В своем дневнике она вспоминала, что впала в панику, когда, будучи женой конгрессмена, осталась одна с малышкой Линдой Берд: «Я могу поаплодировать себе за то, что знаю, как обращаться с детьми, — говорила она. — Я помню абсолютный ужас, который ощутила в тот день, когда эта леди (няня Линды Берд. — Авт.) в конце концов взяла выходной, и видела, как она удаляется на улице и становится все меньше и меньше, пока не исчезла из виду. А со мной был этот корчащийся красный младенец в колыбели, за которого я полностью несу ответственность». Будучи женой конгрессмена, она ухватилась за приглашение и отправилась на освящение подводной лодки в Портсмуте, штат Нью-Гэмпшир. «Это был чудесный побег от энергичной четырех- или пятимесячной маленькой девочки, — вспоминала она позже, без каких-либо намеков на стыд или сожаление. — Это был большой внешний мир, и на этот раз я оказалась в центре внимания. Должна сказать, мне это понравилось». В то время как ее муж вернулся в свой избирательный округ в Техасе, Леди Берд осталась в Вашингтоне с дочерью. Она писала ему: «Линда слишком активна для моего душевного спокойствия, и сегодня она выпала из кроватки». Много лет спустя, в интервью журналу Good Housekeeping, которое она дала вместе с Бетти Форд и Розалин Картер, Леди Берд задали вопрос: заключается ли величайшее предназначение женщины в материнстве, особенно матери сыновей. Она ответила уклончиво: «Есть большой плюс в том, что мужчины стали принимать участие в жизни своих детей, в таких необходимых вещах, как их кормление, смена подгузников и уход за ними, когда они болеют». Если мужчины начнут замечать рабочую нагрузку, связанную с материнством, то будут больше уважать женский труд на протяжении веков, сказала она.

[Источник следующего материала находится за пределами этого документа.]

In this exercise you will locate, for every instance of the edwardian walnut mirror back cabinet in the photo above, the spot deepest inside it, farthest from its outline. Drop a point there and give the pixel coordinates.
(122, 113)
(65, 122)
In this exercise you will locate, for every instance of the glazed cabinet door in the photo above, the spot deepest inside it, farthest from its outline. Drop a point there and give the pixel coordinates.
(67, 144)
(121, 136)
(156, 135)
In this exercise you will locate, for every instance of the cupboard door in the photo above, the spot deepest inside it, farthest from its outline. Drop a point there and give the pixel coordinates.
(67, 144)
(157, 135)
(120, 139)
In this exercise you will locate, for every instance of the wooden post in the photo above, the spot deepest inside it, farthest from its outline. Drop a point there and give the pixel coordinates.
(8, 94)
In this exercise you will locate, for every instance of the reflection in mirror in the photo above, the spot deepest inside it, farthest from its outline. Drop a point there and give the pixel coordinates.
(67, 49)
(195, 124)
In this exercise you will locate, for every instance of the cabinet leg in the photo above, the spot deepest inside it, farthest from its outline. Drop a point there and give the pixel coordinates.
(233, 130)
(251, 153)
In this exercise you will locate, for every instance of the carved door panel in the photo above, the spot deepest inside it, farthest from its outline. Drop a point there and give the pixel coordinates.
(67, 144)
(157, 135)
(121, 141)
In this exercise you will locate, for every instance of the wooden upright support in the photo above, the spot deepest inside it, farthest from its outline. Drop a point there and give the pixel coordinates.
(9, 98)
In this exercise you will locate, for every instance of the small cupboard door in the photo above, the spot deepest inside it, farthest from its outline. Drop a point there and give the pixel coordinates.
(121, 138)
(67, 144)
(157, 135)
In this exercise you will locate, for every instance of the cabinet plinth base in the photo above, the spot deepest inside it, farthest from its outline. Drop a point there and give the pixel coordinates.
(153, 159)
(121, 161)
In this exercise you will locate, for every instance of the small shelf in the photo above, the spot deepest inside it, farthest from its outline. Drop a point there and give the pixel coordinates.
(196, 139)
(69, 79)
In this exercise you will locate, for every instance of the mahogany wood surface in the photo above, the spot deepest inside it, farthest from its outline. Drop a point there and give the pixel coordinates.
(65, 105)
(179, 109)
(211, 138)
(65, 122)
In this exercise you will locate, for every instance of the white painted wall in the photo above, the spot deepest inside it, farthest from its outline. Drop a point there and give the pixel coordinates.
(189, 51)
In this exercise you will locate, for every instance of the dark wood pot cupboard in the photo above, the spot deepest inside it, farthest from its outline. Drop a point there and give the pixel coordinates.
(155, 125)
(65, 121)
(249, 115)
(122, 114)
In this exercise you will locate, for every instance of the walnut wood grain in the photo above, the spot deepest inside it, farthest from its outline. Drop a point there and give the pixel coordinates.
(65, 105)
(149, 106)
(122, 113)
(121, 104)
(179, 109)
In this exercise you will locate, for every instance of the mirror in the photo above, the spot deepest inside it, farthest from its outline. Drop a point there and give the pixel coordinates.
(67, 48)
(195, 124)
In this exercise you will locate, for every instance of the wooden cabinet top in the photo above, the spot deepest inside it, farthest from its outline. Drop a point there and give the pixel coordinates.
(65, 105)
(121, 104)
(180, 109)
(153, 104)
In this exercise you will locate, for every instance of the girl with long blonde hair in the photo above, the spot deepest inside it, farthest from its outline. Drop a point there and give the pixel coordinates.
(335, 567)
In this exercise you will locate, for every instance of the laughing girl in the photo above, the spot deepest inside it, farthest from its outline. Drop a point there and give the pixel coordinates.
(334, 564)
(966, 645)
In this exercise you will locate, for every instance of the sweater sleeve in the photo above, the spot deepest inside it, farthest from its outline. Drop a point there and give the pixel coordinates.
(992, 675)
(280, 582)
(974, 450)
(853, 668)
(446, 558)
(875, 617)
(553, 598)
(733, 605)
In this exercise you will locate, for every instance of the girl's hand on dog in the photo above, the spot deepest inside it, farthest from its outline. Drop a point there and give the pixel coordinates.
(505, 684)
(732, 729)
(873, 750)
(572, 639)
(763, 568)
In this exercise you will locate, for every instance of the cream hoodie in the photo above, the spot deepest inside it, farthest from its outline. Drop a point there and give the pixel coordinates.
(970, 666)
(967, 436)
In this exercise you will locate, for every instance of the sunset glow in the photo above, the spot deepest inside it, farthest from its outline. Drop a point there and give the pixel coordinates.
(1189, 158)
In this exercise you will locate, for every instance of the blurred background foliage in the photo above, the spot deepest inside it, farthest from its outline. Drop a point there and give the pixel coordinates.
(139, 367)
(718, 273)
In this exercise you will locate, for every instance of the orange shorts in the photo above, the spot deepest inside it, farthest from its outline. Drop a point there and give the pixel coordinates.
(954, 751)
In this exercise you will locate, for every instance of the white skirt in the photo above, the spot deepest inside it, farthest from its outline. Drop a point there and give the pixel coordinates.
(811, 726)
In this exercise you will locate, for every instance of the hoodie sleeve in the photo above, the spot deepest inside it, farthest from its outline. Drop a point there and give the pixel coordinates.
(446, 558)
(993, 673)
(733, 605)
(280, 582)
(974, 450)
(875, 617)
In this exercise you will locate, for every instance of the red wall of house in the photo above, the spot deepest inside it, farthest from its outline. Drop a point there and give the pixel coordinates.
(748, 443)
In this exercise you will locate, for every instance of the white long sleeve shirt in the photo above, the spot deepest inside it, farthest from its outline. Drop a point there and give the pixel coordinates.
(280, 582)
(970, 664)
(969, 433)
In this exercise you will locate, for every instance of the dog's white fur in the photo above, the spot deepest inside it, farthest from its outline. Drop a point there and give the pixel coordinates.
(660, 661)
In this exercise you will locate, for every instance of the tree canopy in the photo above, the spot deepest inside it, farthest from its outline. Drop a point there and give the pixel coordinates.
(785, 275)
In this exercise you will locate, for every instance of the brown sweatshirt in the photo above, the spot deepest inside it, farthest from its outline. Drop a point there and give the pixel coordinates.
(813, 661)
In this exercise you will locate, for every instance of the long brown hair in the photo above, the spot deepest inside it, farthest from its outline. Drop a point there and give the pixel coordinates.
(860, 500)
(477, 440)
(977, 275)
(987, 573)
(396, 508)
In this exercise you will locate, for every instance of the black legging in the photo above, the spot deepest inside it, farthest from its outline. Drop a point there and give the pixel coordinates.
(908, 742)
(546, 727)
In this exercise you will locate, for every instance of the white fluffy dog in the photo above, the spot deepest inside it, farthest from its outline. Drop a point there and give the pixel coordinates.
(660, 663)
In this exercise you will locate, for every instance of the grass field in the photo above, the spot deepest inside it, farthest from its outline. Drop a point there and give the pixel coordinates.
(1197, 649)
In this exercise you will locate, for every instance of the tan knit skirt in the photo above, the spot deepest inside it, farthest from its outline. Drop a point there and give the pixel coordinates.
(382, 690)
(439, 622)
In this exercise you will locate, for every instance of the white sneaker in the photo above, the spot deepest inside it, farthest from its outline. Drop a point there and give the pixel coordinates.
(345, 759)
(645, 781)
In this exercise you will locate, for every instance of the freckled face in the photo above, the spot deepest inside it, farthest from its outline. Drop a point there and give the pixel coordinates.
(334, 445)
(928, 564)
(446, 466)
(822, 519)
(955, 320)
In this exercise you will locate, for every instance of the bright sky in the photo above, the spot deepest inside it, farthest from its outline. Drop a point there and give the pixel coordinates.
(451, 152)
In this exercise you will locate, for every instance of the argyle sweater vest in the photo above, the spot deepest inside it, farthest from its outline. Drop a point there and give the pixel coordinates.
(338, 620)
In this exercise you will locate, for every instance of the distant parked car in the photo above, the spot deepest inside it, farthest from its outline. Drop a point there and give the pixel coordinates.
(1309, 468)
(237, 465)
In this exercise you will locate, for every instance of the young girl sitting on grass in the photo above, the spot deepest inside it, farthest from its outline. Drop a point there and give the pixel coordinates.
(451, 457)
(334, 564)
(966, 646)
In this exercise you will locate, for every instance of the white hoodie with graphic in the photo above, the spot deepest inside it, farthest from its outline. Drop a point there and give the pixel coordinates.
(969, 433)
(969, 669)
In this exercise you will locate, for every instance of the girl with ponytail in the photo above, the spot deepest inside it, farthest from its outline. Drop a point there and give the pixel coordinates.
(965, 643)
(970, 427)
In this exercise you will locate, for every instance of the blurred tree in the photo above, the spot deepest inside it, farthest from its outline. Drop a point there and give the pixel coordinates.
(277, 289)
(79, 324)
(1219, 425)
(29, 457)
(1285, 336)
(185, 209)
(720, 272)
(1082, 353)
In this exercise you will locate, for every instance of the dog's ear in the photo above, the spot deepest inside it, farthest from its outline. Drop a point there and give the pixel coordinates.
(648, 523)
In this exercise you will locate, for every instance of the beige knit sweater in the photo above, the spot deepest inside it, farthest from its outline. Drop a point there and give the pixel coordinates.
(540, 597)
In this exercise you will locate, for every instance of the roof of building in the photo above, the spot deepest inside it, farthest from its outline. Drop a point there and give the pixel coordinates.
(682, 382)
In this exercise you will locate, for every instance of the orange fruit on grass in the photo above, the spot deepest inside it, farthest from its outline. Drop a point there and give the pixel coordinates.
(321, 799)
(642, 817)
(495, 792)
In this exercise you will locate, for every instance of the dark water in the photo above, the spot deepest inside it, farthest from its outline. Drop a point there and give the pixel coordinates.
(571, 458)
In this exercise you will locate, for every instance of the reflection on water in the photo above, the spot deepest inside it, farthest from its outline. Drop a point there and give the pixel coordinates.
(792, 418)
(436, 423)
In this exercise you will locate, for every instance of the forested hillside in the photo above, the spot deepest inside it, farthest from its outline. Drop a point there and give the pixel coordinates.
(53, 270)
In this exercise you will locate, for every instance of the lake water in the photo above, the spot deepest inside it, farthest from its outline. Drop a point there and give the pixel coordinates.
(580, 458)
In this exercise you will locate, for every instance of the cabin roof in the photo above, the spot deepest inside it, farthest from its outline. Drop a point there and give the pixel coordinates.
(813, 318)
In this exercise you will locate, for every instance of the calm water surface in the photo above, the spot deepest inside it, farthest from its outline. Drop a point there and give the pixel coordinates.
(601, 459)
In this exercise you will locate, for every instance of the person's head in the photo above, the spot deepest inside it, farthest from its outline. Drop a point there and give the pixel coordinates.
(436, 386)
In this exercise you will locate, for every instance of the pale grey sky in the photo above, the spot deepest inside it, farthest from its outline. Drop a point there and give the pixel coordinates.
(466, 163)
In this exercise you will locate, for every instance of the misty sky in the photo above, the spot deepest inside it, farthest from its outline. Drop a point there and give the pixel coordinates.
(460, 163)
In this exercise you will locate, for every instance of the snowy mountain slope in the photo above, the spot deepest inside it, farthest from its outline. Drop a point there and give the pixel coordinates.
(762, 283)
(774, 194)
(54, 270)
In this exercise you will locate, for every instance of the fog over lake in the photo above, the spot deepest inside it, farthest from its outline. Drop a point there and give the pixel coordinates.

= Они скандировали: «Эй, эй, Эл-Би-Джей (Линдон Джонсон. — Авт.), скольких детей ты убил сегодня?»
После того, как их отец решил не добиваться переизбрания, Линда и Люси Джонсон были явно расстроены во время встречи с Никсонами в Красной комнате за чашечкой кофе накануне инаугурации. Их отец выглядел крайне удрученным. С каждым годом крики протестующих против войны во Вьетнаме становились все громче и громче. Они скандировали: «Эй, эй, Эл-Би-Джей (Линдон Джонсон. — Авт.), скольких детей ты убил сегодня?» — через улицу, на площади Лафайетт. Дворецкий Джордж Ханни однажды услышал, как Джонсон говорит о Вьетнаме с помощником Джо Калифано. «Там умирают наши дети, — сказал он. — Мы должны что-то сделать».